“Introduction – Processing natural gas before shipment in transportation pipelines is a necessity to meet the stringent entry requirements of pipeline operators.
In addition to removing water and other hydrocarbon components, high levels of sulphur can be a barrier to entry into a pipeline transportation system.
Sulphur exists in natural gas as Hydrogen Sulphide (H2S). If natural gas contains more than 5.7 milligrams of H2S per cubic meter, it is termed ‘sour gas’ .
H2S, or sour gas has highly corrosive properties that can cause embrittlement of steel pipelines through a process of sulphide stress corrosion cracking (SSCC). For this phenomenon to occur, free water (H2O) must be present in the pipeline together with high levels of H2S over a period of time.
SSCC is a significant risk that can lead to catastrophic failure of a natural gas transportation pipeline resulting in loss of containment of an extremely hazardous material. Obviously, this can give rise to significant safety, environment and commercial consequences.
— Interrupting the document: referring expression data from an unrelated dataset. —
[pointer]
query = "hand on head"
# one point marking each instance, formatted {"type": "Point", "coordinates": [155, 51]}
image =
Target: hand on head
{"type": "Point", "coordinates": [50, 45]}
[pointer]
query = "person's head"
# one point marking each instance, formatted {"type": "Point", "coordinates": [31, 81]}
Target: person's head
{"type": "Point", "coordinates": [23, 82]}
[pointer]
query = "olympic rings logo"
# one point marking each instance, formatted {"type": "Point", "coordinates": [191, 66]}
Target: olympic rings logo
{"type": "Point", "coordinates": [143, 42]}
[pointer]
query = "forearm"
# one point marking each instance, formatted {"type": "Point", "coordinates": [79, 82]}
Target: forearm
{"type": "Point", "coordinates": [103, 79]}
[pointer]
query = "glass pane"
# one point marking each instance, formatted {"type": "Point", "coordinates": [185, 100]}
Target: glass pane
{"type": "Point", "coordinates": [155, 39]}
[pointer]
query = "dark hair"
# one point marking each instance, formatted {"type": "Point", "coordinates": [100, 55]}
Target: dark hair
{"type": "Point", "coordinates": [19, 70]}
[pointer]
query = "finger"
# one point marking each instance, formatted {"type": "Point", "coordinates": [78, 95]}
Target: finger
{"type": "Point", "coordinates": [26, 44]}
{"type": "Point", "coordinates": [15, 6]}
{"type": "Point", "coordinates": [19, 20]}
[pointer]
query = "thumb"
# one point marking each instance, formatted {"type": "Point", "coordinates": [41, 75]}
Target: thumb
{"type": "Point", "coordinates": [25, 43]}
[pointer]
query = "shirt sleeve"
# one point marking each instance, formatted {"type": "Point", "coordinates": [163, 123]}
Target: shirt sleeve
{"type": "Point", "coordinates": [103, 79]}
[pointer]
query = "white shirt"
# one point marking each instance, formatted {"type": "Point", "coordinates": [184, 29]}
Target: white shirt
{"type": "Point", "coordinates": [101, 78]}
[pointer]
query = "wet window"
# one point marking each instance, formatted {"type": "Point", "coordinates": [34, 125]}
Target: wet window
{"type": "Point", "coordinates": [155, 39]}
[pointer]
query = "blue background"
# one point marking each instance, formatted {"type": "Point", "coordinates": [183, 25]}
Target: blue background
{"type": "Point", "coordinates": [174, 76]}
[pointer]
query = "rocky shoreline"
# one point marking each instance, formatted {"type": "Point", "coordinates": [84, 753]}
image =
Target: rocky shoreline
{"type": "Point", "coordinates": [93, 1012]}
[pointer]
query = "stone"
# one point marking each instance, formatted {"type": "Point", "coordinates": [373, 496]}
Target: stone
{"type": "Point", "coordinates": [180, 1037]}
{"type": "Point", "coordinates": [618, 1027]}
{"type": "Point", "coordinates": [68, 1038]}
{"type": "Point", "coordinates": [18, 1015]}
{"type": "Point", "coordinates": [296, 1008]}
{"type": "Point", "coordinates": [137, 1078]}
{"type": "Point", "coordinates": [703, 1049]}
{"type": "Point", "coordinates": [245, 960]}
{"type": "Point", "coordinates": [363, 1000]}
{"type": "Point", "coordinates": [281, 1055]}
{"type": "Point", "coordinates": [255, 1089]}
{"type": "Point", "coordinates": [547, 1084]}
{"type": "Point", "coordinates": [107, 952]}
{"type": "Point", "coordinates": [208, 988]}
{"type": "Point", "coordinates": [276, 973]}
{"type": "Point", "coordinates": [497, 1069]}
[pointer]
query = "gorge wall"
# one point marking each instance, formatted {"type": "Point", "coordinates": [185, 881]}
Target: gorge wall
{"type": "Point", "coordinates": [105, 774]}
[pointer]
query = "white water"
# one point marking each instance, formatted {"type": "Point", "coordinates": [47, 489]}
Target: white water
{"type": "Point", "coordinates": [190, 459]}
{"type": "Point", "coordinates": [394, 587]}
The severity of the consequences, or process risk, may exceed the tolerable risk limits set out in an organisation’s health, safety and environment policy. They may also exceed what is deemed acceptable to the Regulator (the Health and Safety Executive – HSE, in the United Kingdom) in terms of the risk to workers and members of the public . From a commercial point of view, the loss of a pipeline system due to SSCC would likely result in significant financial impact as well as reputational damage for the organisation concerned.”